May your new year be filled with good food and good health, well-balanced portions and plenty of GOMBS.
Yellow Pea Soup
1 pound dried whole yellow peas
6 slices bacon, chopped
2 cups chopped onion
1 cup diced carrots
1/2 cup diced celery
2 cloves garlic
1 dried bay leaf
1/2 teaspoon salt
6 cups vegetable or chicken broth
2 cups water
1/4 teaspoon dried rosemary
1/4 teaspoon dried sage
Black pepper and salt, to taste
Pour peas into a sieve to pick over and rinse thoroughly. Put rinsed peas in a large glass bowl and soak overnight in 5 cups of water or enough to cover the dried peas by about 2 inches.

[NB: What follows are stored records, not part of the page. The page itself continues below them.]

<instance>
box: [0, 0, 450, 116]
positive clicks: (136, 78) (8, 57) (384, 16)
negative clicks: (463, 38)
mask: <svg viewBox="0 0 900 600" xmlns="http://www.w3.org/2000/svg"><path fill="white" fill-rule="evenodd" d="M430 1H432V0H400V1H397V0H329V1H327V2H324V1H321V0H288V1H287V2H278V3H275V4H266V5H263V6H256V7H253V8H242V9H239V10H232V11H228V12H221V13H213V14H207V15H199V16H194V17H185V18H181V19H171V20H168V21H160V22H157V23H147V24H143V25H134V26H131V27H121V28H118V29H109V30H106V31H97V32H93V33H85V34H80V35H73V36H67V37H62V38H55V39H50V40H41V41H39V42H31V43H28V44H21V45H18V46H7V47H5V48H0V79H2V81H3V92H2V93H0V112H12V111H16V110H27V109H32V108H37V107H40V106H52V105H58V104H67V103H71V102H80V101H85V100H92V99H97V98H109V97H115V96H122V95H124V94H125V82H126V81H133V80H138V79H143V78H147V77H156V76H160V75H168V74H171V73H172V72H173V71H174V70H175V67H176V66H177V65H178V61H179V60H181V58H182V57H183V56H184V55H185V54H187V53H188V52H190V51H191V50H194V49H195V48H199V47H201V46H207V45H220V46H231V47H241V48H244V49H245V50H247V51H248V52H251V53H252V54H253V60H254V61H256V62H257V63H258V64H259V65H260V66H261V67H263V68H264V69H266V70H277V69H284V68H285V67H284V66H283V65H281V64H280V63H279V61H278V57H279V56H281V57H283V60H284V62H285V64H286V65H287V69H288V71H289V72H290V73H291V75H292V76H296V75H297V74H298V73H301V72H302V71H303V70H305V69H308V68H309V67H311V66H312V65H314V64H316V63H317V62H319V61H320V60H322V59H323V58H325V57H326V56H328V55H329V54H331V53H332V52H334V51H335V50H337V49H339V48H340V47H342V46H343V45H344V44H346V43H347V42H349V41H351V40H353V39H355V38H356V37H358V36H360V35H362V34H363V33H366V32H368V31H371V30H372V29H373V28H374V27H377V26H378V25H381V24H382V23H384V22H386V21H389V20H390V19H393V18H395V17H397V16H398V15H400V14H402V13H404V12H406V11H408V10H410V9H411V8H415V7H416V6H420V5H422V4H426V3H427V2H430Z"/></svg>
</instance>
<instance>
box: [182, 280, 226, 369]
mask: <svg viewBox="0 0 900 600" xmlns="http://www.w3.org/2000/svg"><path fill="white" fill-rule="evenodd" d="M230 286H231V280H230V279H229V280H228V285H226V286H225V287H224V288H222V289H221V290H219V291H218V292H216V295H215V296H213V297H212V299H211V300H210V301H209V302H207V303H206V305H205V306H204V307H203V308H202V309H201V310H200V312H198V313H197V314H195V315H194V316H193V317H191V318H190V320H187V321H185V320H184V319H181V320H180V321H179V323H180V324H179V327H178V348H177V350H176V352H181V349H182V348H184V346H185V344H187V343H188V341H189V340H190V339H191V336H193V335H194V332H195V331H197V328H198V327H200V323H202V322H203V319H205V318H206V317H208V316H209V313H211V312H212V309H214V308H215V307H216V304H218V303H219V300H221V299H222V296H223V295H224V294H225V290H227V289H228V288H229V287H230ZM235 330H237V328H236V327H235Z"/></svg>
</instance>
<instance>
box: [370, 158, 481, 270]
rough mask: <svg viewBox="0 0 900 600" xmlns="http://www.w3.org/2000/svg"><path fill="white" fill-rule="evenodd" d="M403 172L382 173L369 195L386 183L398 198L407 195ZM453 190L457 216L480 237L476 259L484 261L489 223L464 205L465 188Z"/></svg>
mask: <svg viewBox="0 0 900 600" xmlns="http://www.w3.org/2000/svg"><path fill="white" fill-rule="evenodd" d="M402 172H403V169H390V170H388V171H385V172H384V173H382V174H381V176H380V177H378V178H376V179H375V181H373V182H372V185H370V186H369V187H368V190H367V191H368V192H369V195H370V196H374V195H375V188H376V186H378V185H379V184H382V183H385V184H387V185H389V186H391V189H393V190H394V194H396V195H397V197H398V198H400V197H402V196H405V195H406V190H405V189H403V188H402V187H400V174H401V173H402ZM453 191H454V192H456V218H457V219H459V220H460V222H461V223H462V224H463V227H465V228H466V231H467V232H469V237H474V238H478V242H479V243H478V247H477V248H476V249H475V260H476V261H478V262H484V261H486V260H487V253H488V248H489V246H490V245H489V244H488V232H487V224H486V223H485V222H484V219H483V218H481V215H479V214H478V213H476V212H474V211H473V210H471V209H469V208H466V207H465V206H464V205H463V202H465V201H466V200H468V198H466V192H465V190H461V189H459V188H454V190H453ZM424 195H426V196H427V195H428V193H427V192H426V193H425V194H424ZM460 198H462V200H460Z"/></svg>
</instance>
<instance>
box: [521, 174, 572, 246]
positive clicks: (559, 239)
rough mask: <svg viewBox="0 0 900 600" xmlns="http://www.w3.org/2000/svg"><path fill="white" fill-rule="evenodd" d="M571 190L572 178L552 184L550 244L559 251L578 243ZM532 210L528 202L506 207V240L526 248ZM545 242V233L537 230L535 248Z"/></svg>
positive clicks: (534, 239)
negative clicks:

Drain peas. Fry bacon in a soup pot until crisp. With a slotted spoon, transfer bacon to a paper towel-lined plate. Set aside to use as a garnish for the soup.
Add onions, carrots and celery to hot bacon fat in pot. Sauté until tender. Thread bay leaf onto a toothpick between 2 cloves of garlic. Add to pot with salt, broth and water. Cover and simmer 1 1/2 to 2 hours or until shells of peas split. Discard bay leaf. Put garlic into blender or food processor with half of the soup. Puree and return to pot. Taste for seasoning, adding salt and pepper to preference. Crumble reserved bacon and sprinkle over each serving. Makes 8 servings.
Tips from the cook
--If using split peas rather than whole peas, soaking before cooking is not necessary. The soup will taste the same, but it will be thicker as the split peas break down during cooking. You may not need to puree half of the soup to thicken it.
--If you prefer thinner soup, just add more broth or water.